1) Minimalismus scheitert oft am falschen Ziel
Viele Seiten entfernen „zu viel“ und verlieren dann Kontext: Was bekomme ich? Für wen ist das? Wie läuft es ab?
Der richtige Minimalismus kürzt nicht die Information, sondern die Ablenkung: redundante Claims, doppelte CTAs, überladene Layouts.
2) Eine Seite braucht eine klare Rangliste
Definieren Sie: 1) Angebot, 2) Beweis, 3) Prozess, 4) CTA. Alles andere ist sekundär.
Wenn alles gleich wichtig aussieht, wirkt nichts wichtig. Minimalismus ist Visual Hierarchy als Disziplin.
3) „Leere“ ist nur gut, wenn sie Sinn trägt
Whitespace wirkt edel, wenn die Inhalte präzise sind. Bei schwachen Formulierungen wirkt er nur „leer“.

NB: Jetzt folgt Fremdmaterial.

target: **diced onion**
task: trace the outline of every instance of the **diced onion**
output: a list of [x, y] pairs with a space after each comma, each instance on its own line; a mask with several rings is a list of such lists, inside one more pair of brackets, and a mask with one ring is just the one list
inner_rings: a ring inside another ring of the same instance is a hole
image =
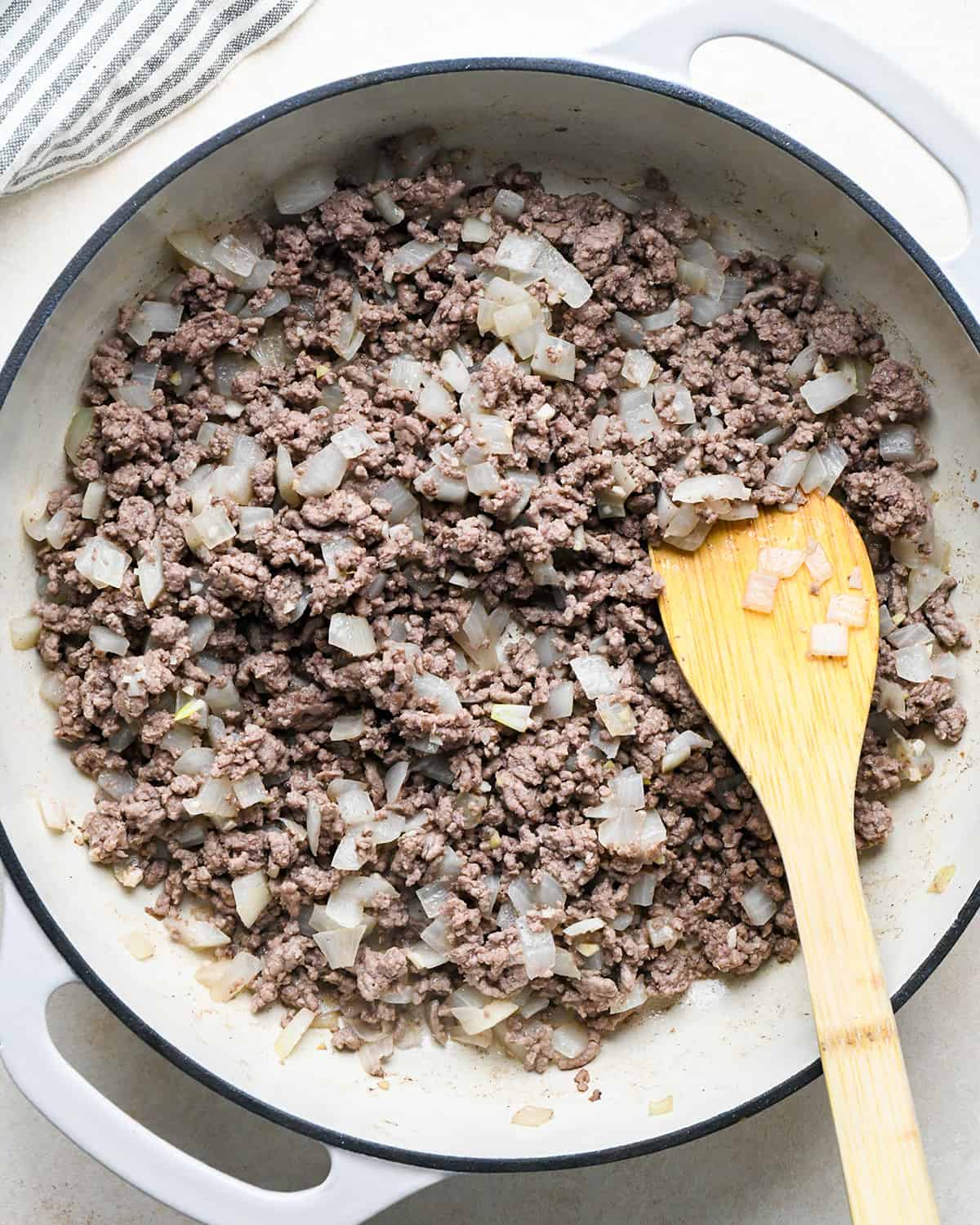
[[163, 546], [159, 537], [153, 537], [143, 546], [143, 556], [136, 562], [136, 578], [140, 584], [140, 597], [146, 608], [152, 609], [163, 595], [165, 581], [163, 576]]
[[620, 677], [603, 655], [579, 655], [571, 660], [576, 680], [582, 686], [586, 697], [611, 697], [620, 690]]
[[806, 401], [811, 413], [828, 413], [838, 408], [854, 394], [854, 385], [845, 374], [832, 370], [827, 375], [811, 379], [800, 387], [800, 394]]
[[230, 962], [202, 965], [195, 979], [207, 987], [214, 1003], [227, 1003], [254, 982], [261, 973], [261, 959], [243, 948]]
[[530, 724], [530, 707], [514, 706], [510, 702], [495, 702], [490, 707], [490, 718], [513, 731], [527, 731]]
[[265, 804], [271, 799], [266, 790], [266, 784], [262, 782], [262, 775], [256, 772], [235, 779], [232, 784], [232, 790], [235, 793], [235, 799], [243, 809], [250, 809], [254, 804]]
[[213, 748], [186, 748], [174, 762], [175, 774], [211, 774], [214, 764]]
[[726, 474], [709, 477], [688, 477], [682, 480], [671, 495], [675, 502], [706, 502], [709, 499], [728, 499], [745, 501], [751, 497], [739, 477]]
[[632, 1012], [633, 1008], [639, 1008], [641, 1005], [647, 1002], [647, 989], [642, 982], [635, 984], [631, 991], [624, 995], [616, 1003], [611, 1005], [609, 1008], [610, 1016], [619, 1016], [621, 1012]]
[[333, 195], [334, 179], [327, 167], [303, 165], [282, 179], [272, 189], [276, 207], [284, 217], [305, 213], [322, 205]]
[[915, 612], [946, 582], [946, 575], [931, 562], [920, 562], [909, 570], [909, 611]]
[[895, 673], [903, 681], [911, 681], [921, 685], [932, 676], [932, 662], [929, 647], [916, 643], [911, 647], [902, 647], [894, 657]]
[[88, 637], [96, 650], [100, 650], [103, 655], [125, 655], [130, 649], [130, 639], [125, 635], [116, 633], [104, 625], [91, 626]]
[[756, 882], [750, 884], [742, 894], [742, 909], [748, 915], [748, 921], [753, 927], [762, 927], [779, 908], [766, 889]]
[[332, 442], [311, 456], [296, 469], [293, 489], [303, 497], [320, 497], [341, 488], [347, 472], [347, 459]]
[[103, 537], [89, 537], [75, 556], [75, 568], [93, 587], [121, 587], [132, 557]]
[[806, 472], [809, 459], [806, 451], [788, 451], [769, 470], [769, 483], [782, 489], [793, 489], [799, 485], [800, 478]]
[[669, 774], [682, 766], [695, 748], [710, 748], [710, 740], [699, 736], [696, 731], [681, 731], [670, 741], [660, 760], [660, 773]]
[[555, 940], [546, 927], [533, 931], [528, 920], [519, 916], [517, 931], [524, 954], [524, 973], [529, 979], [550, 976], [555, 968]]
[[94, 522], [105, 506], [107, 489], [104, 480], [92, 480], [86, 485], [82, 499], [82, 518]]
[[385, 281], [392, 281], [396, 273], [410, 274], [418, 272], [419, 268], [424, 268], [426, 263], [434, 256], [445, 247], [445, 243], [437, 241], [424, 241], [421, 239], [413, 238], [404, 246], [397, 247], [394, 251], [390, 251], [385, 256], [385, 262], [382, 265], [382, 276]]
[[347, 612], [334, 612], [331, 616], [327, 641], [331, 647], [345, 650], [356, 659], [365, 659], [377, 650], [369, 622], [363, 616], [350, 616]]
[[758, 568], [766, 575], [775, 575], [777, 578], [793, 578], [802, 564], [802, 549], [766, 545], [758, 551]]
[[300, 1008], [295, 1017], [289, 1022], [285, 1029], [279, 1034], [279, 1036], [273, 1042], [273, 1049], [281, 1063], [285, 1063], [293, 1051], [296, 1049], [299, 1040], [306, 1033], [306, 1030], [312, 1025], [316, 1018], [316, 1013], [311, 1012], [309, 1008]]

Deshalb braucht minimalistische Copy mehr Schärfe: konkrete Ergebnisse, konkrete Zeitrahmen, konkrete Beispiele.
4) Minimalismus als Conversion-Test
Stellen Sie sich pro Block eine Frage: Welche Entscheidung soll der Nutzer jetzt treffen?
Wenn ein Block keine Entscheidung vorbereitet, gehört er raus – oder er muss umgebaut werden.
Checkliste: Minimalismus, der konvertiert
- Pro Abschnitt genau eine Aufgabe im Kaufpfad
- Headline sagt Leistung + Zielgruppe + Outcome
- Belege sichtbar (Beispiele, Zahlen, Resultate)
- Ein primärer CTA, wiederholt mit Kontext
- Kein „Design-Whitespace“ ohne starke Copy
Fazit
Verkaufender Minimalismus ist nicht „weniger Text“. Es ist weniger Lärm und mehr Präzision – damit Nutzer schneller verstehen und handeln.